Они бегом бросились назад к пленным. Было еще тихо, Ибо подвела Люба к охранницам, подтолкнула его копьем. Те безразлично посмотрели на них, одна спросила:
- Как там внизу?
- Все идет нормально, - ответила Ибо.

Когда открыли засов ворот, Люб, как барс, бросился на охранниц, те от неожиданности оторопели и не успели оказать сопротивления, к тому же Ибо действовала на его стороне. Люб быстро обезоружил охранниц, хотел их прикончить, но сдержал обещание, данное Ибо, напрасно див не убивать. Тех связали, не пролив крови.
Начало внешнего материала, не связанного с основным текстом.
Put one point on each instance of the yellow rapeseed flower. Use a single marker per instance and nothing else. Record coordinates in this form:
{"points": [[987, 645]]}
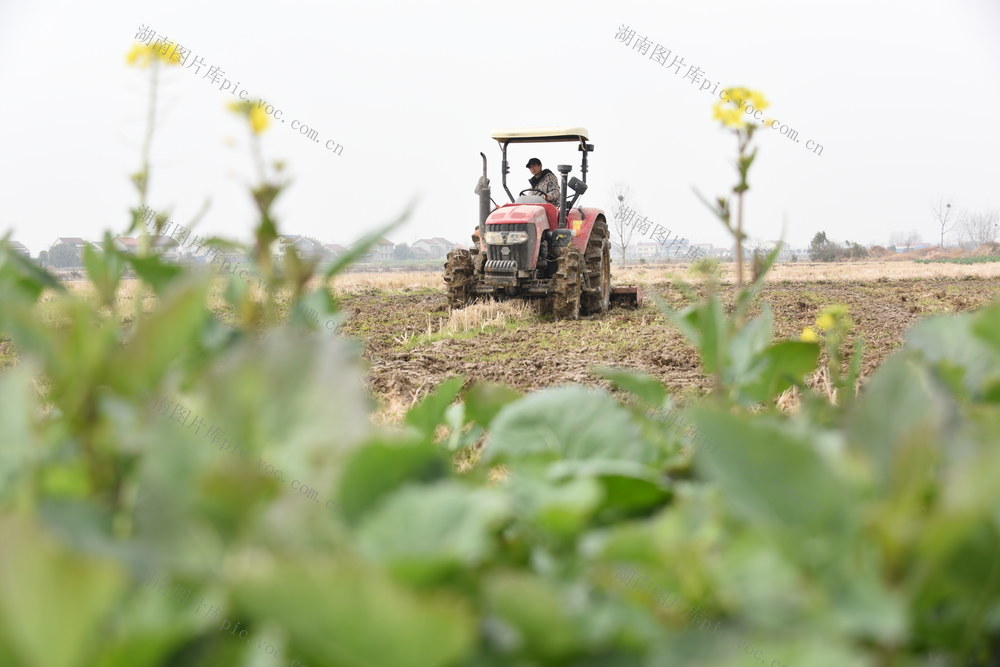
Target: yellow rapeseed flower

Теперь одна мысль владела Любом и Ибо - успеть до гай-гуя ударить с тыла. Люб объяснил воинам, что им делать, те поняли сразу: этого момента они ждали двадцать лет. Люб быстро разделил всех на два отряда, один побежал к пещере, где хранились мечи, копья и стрелы. Охраны там не было, вырвали дверь, разобрали оружие: кому какое досталось. Не брали лишь пращи, так как не умели ими пользоваться. Люди из второго отряда во главе с Любом и Ибо подкрались к пещере, в которой две дивы охраняли рабов, умело и быстро скрутили охрану, отобрали оружие. Рабов Люб предупредил под угрозой смерти:
- Связанных пленниц не трогать, время не терпит, все решают минуты. Жизнь или смерть.
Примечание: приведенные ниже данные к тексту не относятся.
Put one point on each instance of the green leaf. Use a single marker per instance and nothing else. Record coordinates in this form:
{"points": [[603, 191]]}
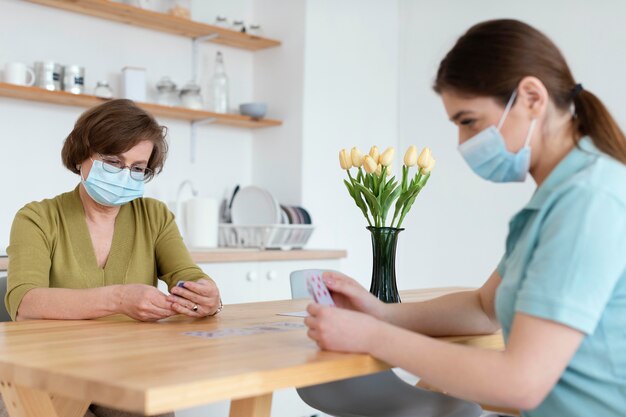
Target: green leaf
{"points": [[371, 200]]}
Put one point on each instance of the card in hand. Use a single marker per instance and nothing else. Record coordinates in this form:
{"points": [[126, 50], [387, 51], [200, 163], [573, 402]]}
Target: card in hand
{"points": [[317, 289]]}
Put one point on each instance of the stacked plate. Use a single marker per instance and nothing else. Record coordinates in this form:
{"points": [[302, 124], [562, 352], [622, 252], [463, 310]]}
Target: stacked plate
{"points": [[256, 206], [258, 221], [295, 215]]}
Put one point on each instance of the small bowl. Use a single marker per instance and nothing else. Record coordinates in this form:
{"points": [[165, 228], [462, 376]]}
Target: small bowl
{"points": [[255, 110]]}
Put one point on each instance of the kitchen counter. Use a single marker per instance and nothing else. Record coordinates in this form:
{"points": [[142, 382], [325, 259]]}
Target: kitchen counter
{"points": [[249, 255]]}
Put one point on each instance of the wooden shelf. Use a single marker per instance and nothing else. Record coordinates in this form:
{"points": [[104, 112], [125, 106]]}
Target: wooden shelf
{"points": [[252, 255], [135, 16], [84, 100]]}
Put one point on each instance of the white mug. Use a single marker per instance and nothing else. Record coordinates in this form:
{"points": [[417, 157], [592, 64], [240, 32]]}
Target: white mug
{"points": [[18, 73]]}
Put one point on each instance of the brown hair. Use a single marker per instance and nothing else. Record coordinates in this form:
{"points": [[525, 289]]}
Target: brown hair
{"points": [[492, 57], [113, 128]]}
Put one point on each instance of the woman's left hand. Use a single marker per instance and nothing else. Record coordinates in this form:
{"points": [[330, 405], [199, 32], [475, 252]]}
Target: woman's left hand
{"points": [[341, 330], [196, 299]]}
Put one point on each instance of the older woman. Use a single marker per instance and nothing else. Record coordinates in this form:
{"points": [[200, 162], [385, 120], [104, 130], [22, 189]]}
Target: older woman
{"points": [[99, 249]]}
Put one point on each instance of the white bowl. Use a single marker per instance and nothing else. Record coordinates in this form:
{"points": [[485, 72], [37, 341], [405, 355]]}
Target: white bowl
{"points": [[254, 110]]}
Впервые за многие годы рабства они дышали воздухом свободы. Отряды соединились, впереди бежали Люб и Ибо. Все знали, что идут на смерть, но лица воинов посветлели, многие даже улыбались, глядя на Люба и нагую Ибо. Рабы, забывшие, что такое женщина, глазами пожирали диву-Ибо, как богиню Любви. Никто не отставал, всем невольно хотелось быть поближе к ней, даже в такую минуту они шли в бой с решимостью умереть или победить, третьего не дано, в рабство никто не вернется.

А в это время Солнцезарная, как и ее предшественница, вела переговоры с вождем пришельцев. Оба были на загляденье красивы и стройны, похожи друг на друга, им даже трудно было говорить о деле - они невольно любовались друг другом. Вождь был великаном: крепкий, широкоплечий, одет до пояса, сильные мускулы притягивали взгляд, на мужественном лице голубые глаза по-доброму смотрели на Солнцезарную.Со всем, о чем говорил вождь, она молча соглашалась, не вступая в спор. Она, прекрасная синеглазка, еще не целованная, держалась, как богиня. Ее русые волосы были не прибраны, как у воительниц или юниц из отряда любви, а распущены и будто ковыль-трава ниспадала с плеч, прикрывая спину до пояса. Несмотря На тонкую талию, бедра были довольно крупные, а икры ног - мощные. Все тело говорило о воительнице, природной выносливости и силе. При ходьбе ее груди не раскачивались, хотя и смотрели в разные стороны. Все это гармонично соответствовало представлению о Солнцезарной, и по росту она мало уступала вождю. В ее теле чувствовалось столько силы и энергии, что скрыть их даже при желании было невозможно. При каждом шаге она, казалось, не выпускала вождя из поля зрения - если Солнцезарная сама не смотрела на него, то соски грудей неотрывно и цепко следили за ним, смотрели с тревогой и надеждой, будто вглядывались во что-то незнакомое. Вождь внимательно наблюдал за ней и старался, чтобы она шла впереди него, но это плохо получалось.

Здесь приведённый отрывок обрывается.